Каменная сладость прощения - стр. 22
Открытая французская дверь манит меня, и я выхожу на балкон. Опираясь на металлическое ограждение, я завороженно смотрю с шестого этажа на пурпурные и оранжевые сполохи на закатном небе. Внизу по Сент-Чарльз-авеню движется трамвай, но вскоре останавливается у зеленой полоски газона, разделяющей бульвар.
Почему Дороти так настойчива? Я рассказала ей о своем прошлом в тот самый день, когда мы встретились в вестибюле дома «Эванджелина». Мы поболтали минут десять, а потом она предложила продолжить разговор наверху.
– Моя квартира шесть семнадцать. Выпьешь со мной коктейль? Я приготовлю нам «Рамос физз». Ты ведь пьешь, да?
Дороти мне сразу понравилась. Я решила для себя, что ее личность состоит из двух частей меда и одной части бурбона. Она смотрит человеку прямо в глаза, и у того возникает чувство, что они знакомы всю жизнь.
Мы сидели в разномастных креслах, потягивая восхитительный новоорлеанский коктейль, приготовленный из джина, сливок и цитрусовых соков. Прихлебывая напиток, она рассказала мне, что в разводе уже тридцать четыре года, что на двадцать лет дольше ее замужества.
– Очевидно, Стивен из всех женских прелестей отдавал предпочтение груди, а в те времена мастэктомию делали не так аккуратно. Было очень тяжело, но я справилась. Интересы молодой южанки с трехлетним сыном на руках сводились к желанию добиться положения в обществе, пока не удастся найти нового мужа и отца для Джексона. Моя мама пришла в ужас, узнав, что я осталась одна и выбрала для себя работу учительницы английского языка в старшей школе Уолтера Коэна. Шло время, и двадцать лет пролетели, не оставив следа, как капли летнего дождя на тротуаре.
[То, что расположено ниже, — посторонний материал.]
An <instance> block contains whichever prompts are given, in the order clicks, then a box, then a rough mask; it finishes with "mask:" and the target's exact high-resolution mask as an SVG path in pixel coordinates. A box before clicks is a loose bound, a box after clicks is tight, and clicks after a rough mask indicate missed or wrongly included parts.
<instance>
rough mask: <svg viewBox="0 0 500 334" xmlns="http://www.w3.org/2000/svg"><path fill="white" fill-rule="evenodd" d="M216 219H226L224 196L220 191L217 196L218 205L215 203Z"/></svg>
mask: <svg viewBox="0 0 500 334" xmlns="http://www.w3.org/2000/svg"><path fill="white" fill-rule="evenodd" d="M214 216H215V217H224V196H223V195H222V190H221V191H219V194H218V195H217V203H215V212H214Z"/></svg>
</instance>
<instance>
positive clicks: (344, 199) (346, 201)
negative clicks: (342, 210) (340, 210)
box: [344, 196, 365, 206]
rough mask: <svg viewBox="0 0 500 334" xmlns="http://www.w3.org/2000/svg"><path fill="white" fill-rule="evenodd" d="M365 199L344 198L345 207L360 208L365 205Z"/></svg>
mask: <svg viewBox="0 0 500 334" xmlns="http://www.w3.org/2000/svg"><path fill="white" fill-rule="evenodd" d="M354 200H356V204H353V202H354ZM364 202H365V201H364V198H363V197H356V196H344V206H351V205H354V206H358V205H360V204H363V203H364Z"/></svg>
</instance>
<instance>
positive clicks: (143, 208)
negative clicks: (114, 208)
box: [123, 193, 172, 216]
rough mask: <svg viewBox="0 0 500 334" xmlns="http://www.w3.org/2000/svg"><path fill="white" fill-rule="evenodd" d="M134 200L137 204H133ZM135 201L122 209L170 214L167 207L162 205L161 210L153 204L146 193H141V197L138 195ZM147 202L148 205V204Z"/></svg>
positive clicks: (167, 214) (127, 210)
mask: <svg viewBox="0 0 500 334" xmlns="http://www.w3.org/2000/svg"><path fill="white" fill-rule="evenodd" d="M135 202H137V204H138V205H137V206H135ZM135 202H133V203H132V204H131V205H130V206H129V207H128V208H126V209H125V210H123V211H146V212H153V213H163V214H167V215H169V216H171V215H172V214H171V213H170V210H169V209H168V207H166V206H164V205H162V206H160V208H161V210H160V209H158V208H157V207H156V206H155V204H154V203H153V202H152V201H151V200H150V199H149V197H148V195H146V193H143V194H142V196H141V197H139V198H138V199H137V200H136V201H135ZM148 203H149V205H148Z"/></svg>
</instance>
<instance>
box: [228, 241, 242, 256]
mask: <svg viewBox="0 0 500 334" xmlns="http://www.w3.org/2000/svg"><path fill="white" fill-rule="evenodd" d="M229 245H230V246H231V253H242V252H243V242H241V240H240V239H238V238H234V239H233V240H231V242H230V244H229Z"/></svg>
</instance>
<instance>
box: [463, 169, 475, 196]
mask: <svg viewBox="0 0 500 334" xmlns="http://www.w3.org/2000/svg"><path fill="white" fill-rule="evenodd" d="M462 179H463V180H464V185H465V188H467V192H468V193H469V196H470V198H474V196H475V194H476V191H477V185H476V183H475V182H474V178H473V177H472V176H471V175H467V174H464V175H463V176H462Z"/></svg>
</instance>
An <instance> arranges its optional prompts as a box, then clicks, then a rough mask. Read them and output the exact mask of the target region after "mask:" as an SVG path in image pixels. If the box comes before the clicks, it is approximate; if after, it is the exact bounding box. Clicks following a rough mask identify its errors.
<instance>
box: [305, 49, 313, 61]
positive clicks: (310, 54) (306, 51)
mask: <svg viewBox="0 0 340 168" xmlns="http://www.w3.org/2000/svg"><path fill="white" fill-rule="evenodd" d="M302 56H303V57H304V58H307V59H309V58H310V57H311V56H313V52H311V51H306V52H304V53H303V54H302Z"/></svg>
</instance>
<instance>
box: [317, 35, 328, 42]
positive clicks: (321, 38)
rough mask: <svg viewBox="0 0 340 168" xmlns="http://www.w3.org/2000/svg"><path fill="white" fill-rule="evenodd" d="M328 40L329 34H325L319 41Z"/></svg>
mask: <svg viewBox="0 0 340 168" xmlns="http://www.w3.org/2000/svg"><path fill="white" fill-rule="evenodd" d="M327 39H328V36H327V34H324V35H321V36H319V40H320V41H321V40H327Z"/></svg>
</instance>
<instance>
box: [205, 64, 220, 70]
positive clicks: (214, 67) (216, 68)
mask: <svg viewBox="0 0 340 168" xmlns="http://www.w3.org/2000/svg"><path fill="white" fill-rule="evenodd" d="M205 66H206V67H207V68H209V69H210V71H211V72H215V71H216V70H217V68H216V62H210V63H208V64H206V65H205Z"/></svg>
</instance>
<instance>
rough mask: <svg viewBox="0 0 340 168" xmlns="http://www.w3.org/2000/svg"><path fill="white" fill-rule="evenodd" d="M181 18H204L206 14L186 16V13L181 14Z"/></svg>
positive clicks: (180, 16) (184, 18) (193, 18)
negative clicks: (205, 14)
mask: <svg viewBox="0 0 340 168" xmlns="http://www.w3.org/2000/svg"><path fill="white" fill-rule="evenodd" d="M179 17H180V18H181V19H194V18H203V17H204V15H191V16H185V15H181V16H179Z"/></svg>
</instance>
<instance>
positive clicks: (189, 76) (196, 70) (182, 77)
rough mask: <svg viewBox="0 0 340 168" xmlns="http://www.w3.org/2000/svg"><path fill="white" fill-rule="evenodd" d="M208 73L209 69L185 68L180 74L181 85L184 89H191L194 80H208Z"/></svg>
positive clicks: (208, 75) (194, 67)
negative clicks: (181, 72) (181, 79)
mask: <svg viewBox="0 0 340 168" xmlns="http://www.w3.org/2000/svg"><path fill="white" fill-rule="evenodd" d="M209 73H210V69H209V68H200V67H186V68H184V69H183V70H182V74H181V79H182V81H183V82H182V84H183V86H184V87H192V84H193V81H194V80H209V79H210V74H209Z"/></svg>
Дороти с грустью рассказывала о том, как росла в Новом Орлеане в семье известного акушера-гинеколога.
– Папа был чудесным человеком, – вспоминала она. – Но маме казалось, что быть женой акушера не слишком престижно, ведь она выросла в одном из роскошных особняков на Одюбон-драйв. Ее желания всегда превосходили папины амбиции.
Видимо, тогда «Рамос физз» ударил мне в голову, и неожиданно для себя я начала рассказывать Дороти о своей семье, что делаю крайне редко.
Мне было одиннадцать, когда отца «продали», и он перешел из «Атланта брейвз» в «Детройт тайгерз». За шесть недель в нашей жизни произошли большие изменения. Родители купили дом в богатом пригороде Блумфилд-Хиллз и определили меня в крутую частную школу для девочек. В первый же день я поняла, что никогда не стану своей в этом сплоченном кружке шестиклассниц. Потомкам автомобильных магнатов вроде Генри Форда и Чарльза Фишера не было дела до тощей новенькой, чей отец оказался рядовым игроком в бейсбол из округа Скулкилл в Пенсильвании. По крайней мере, так решила Фиона Ноулз, заводила девчонок. Остальные пятнадцать шли за Фионой, как бараны за вожаком.
В то время моей маме, хорошенькой дочери шахтера, был всего тридцать один. И я считала ее своей единственной подругой. В нашей богатой округе мама стала таким же изгоем, как и я. Это чувствовалось по тому, как она, с отсутствующим видом уставившись в окно, до конца выкуривала сигарету. К сожалению, у нас не было выбора. Папа обожал бейсбол. А мама, так и не получившая образования, любила отца – или я так думала.
Мой мир рухнул холодным ноябрьским вечером, через тринадцать месяцев после нашего переезда. Я накрывала на стол, поглядывая из окна кухни на падающий снег и жалуясь маме на нескончаемую череду серых холодных дней, на приближение зимы. Мы обе скучали по нашему дому в Джорджии, любили вспоминать голубое небо и теплый бриз. Впервые после нашего переезда мама со мной не согласилась.